5 Min Read
* Option-related bids keep yen's slide in check
* Expectations of more easing keep pressure on yen
* Euro still favoured among G3, but ECB event-risk looms
* RBA, BOE also in focus this week
By Hideyuki Sano and Ian Chua
TOKYO/SYDNEY, Feb 4 (Reuters) - The listless yen bounced back a tad from a 2 1/2-year low against the dollar on Monday as option-related buying prompted short-term players to give up a further test of the yen downside for now.
But it still faced the nagging problem of being the currency of choice to sell, with the Bank of Japan seen under the most pressure among major central banks to ease policy aggressively.
" Now that Japanese policymakers set a two-percent inflation target, they can't stop monetary easing even if the yen falls to around 100 yen per dollar because inflation will be nowhere near two percent in the near future," said Mitsuru Saito, chief economist at Tokai Tokyo Securities.
The dollar bought 92.65 yen, down 0.2 percent from late U.S. trade on Friday. But it was not far from a 2-1/2 year high of 92.97 on Friday.
An attempt early on Monday to test 93 yen was hampered by dollar selling to hedge option barriers. Still, many traders see it on track to retest 95.00, a level at which it was capped in 2010.
The euro also extended its rally to 126.97 on Friday, nearing its 2010 peak of 127.46. It was last at 126.19 yen, 0.3 percent below late U.S. trade.
Only five weeks into the year and the common currency is already up around 10 percent against the yen.
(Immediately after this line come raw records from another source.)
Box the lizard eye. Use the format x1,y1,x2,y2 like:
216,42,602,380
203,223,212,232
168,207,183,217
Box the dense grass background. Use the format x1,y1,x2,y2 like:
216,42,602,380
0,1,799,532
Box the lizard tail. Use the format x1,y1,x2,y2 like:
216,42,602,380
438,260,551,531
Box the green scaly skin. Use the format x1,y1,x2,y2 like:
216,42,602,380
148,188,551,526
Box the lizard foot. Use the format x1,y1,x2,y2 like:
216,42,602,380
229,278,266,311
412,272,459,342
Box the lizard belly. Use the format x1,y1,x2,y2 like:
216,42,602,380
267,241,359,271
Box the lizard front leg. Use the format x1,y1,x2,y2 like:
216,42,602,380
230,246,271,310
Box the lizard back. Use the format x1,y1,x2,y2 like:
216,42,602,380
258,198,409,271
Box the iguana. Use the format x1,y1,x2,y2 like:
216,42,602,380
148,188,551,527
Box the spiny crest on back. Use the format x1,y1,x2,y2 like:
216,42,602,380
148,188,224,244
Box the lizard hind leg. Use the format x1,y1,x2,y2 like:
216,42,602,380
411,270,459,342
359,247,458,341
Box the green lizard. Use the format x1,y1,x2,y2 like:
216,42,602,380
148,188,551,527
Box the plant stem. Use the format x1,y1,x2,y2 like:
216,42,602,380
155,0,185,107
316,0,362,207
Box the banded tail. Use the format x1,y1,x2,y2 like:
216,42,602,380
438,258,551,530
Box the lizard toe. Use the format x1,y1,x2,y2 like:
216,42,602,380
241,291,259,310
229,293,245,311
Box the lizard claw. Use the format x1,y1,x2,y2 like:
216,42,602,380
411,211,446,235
The dollar is nearly 7 percent higher, following a rise of about 13 percent for 2012.
"The Japanese authorities have committed themselves to a 2 percent inflation target, but the market perceptions about economic growth and inflation expectations remain subdued," analysts at Barclays Capital wrote in a note.
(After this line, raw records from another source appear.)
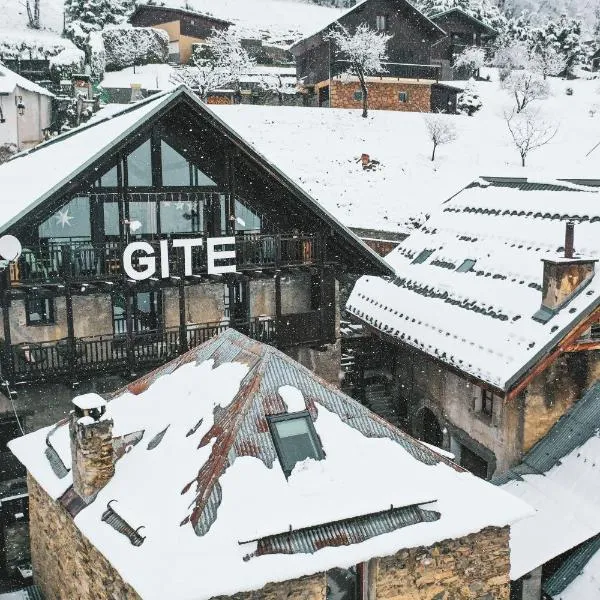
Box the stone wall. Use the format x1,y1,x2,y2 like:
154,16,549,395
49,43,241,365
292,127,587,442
375,526,510,600
330,80,432,112
28,474,139,600
210,574,327,600
286,340,341,387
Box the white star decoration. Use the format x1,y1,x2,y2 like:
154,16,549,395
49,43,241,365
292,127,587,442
54,208,73,228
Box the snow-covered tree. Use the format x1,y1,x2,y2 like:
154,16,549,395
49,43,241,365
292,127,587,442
493,40,530,80
529,46,567,79
454,46,486,77
416,0,506,31
424,114,457,161
328,23,392,118
170,28,254,101
504,108,558,166
501,68,548,112
65,0,130,49
457,78,482,115
534,15,584,77
25,0,40,29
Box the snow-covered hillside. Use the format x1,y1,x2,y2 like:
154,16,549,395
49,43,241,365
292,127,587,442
213,71,600,233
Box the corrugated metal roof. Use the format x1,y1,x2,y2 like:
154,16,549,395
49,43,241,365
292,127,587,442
0,585,44,600
249,504,440,558
493,381,600,485
129,329,455,546
543,534,600,597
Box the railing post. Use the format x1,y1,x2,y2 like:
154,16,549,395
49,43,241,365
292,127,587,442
178,280,188,354
1,269,14,385
124,288,136,376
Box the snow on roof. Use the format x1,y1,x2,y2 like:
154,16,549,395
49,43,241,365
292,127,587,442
159,0,344,47
72,393,107,411
9,330,531,600
0,63,54,97
347,178,600,390
0,90,174,233
100,64,177,92
495,381,600,580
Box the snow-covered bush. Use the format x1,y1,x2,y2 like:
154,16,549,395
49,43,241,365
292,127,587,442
457,79,482,116
454,46,486,77
102,27,169,71
0,144,17,165
88,31,106,83
65,0,130,49
0,36,73,60
493,41,530,81
49,48,86,83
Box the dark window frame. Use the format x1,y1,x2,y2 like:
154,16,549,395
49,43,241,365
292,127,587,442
25,296,55,326
268,410,324,477
398,91,409,103
353,90,363,102
481,389,494,418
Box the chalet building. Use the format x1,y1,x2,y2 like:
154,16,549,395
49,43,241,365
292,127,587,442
8,329,531,600
347,177,600,480
0,85,390,434
495,380,600,600
290,0,462,113
129,4,232,64
429,8,498,80
0,64,53,153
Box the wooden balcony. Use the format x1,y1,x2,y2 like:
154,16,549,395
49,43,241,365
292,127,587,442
2,311,329,384
8,234,323,287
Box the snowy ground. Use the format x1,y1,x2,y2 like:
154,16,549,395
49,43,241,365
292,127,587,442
212,70,600,233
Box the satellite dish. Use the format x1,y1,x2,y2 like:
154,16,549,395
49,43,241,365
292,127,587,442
0,235,22,261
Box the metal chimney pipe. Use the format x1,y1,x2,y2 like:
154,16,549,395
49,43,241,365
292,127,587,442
565,222,575,259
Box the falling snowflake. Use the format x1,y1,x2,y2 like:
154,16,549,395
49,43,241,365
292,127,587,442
54,208,74,228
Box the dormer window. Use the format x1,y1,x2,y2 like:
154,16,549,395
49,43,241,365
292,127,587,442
376,15,387,31
268,411,324,477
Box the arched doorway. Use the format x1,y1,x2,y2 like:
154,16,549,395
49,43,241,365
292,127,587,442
415,407,443,448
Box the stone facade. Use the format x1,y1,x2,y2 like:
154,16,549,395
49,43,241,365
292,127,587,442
28,473,510,600
375,527,510,600
330,79,432,112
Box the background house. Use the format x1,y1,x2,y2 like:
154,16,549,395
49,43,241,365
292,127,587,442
8,329,531,600
290,0,462,112
129,4,231,64
0,64,53,153
347,177,600,479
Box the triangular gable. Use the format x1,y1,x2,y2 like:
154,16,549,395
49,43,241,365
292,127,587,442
0,86,392,276
430,7,498,35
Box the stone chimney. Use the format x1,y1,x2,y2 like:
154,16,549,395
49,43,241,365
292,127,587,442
541,222,597,311
69,394,114,500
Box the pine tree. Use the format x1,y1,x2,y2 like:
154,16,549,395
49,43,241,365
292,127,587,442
415,0,506,32
64,0,129,48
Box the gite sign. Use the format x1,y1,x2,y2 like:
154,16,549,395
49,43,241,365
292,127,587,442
123,237,236,281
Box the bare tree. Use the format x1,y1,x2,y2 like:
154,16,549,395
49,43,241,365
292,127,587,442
425,115,457,161
504,108,558,167
501,69,549,113
170,28,254,101
328,23,391,118
21,0,40,28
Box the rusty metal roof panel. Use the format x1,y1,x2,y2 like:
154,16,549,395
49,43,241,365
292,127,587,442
252,505,440,557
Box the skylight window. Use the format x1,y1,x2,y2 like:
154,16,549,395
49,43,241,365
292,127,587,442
268,411,324,477
457,259,476,273
412,249,434,264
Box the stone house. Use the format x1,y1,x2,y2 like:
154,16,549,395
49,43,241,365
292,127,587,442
495,380,600,600
289,0,463,112
347,177,600,480
0,64,53,153
129,4,232,64
9,329,531,600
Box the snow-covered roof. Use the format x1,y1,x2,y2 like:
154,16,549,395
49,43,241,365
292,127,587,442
158,0,344,47
9,329,531,600
347,177,600,390
0,63,54,97
429,7,498,35
495,381,600,580
100,64,177,92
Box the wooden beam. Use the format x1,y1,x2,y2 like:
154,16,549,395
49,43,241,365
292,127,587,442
506,306,600,401
1,270,13,383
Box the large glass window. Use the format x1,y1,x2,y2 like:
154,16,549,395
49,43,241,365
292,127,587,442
126,139,153,187
160,199,204,234
268,412,323,477
128,200,158,236
161,140,217,187
235,199,261,233
38,196,91,241
95,165,118,188
104,202,120,237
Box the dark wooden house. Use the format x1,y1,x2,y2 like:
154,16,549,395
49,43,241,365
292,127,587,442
430,8,498,80
0,86,391,399
289,0,462,113
129,4,232,64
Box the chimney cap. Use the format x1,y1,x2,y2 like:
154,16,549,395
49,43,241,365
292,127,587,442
72,393,107,421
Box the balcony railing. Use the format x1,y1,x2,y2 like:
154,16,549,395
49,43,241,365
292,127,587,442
331,60,441,82
3,312,326,383
8,234,323,286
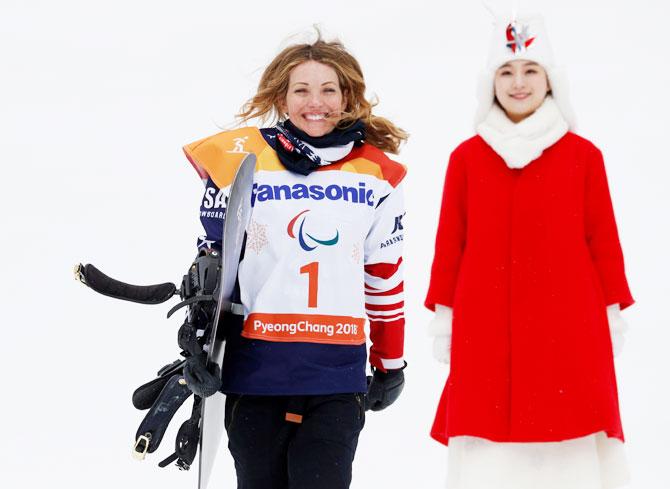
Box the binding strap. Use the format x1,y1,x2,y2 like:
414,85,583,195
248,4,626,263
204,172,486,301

"We therefore believe that the authorities will continue to use the JPY as a tool to boost actual inflation, thus helping to validate the new 2 percent target."
Data last Friday showed currency speculators added bearish bets on the yen, while trimming bets against the greenback.
Among the G3 currencies, the euro has been the standout performer, having notched up gains of 3.5 percent on the greenback so far in 2013 as well.
It was last at $1.3627 down slightly from late U.S. levels after climbing as high as $1.3710 on Friday, a level not seen since late 2011.
Data last Friday showing euro zone factories had their best month in nearly a year during January underscored optimism for the euro.
U.S. jobs data was mixed with employment growing modestly in January. Encouragingly, job gains in the previous two months were larger than first reported.
Part of the reason for the euro's outperformance is the European Central Bank's relatively upbeat view on the euro zone economy. Yet the strength of the currency is sure to sit uncomfortably with the ECB, which will be able to make a clear statement on the currency at Thursday's meeting.
Still, any attempts by ECB President Mario Draghi to talk down the euro will likely only have a temporary effect, analysts said.
The Bank of England also meets Thursday and should maintain a dovish tone. This will give no reprieve to sterling, which has slumped to 15-month lows on the euro. The common currency bought 86.91 pence, having risen as high as 87.16 pence.
Against the dollar, the British unit is also dangling just above five-month low hit a week ago of $1.5674, trading at $1.5698.
Commodity currencies have somewhat faded into the background, although the New Zealand dollar has been quietly grinding higher thanks to recent hawkish-sounding comments from the Reserve Bank of New Zealand.
The kiwi drifted up to a 16-month high on the greenback at $0.8493 and hit a 2-1/2 year peak on the Australian dollar, which slid to NZ$1.2274.
The Aussie is set to remain on the back foot with the Reserve Bank of Australia (RBA) likely to keep the door open to more rate cuts this week.
While the RBA is not expected to ease at its first meeting of the year on Tuesday, analysts expect it will eventually be forced to do so later in the year, given the number of economic sectors struggling with the strong currency.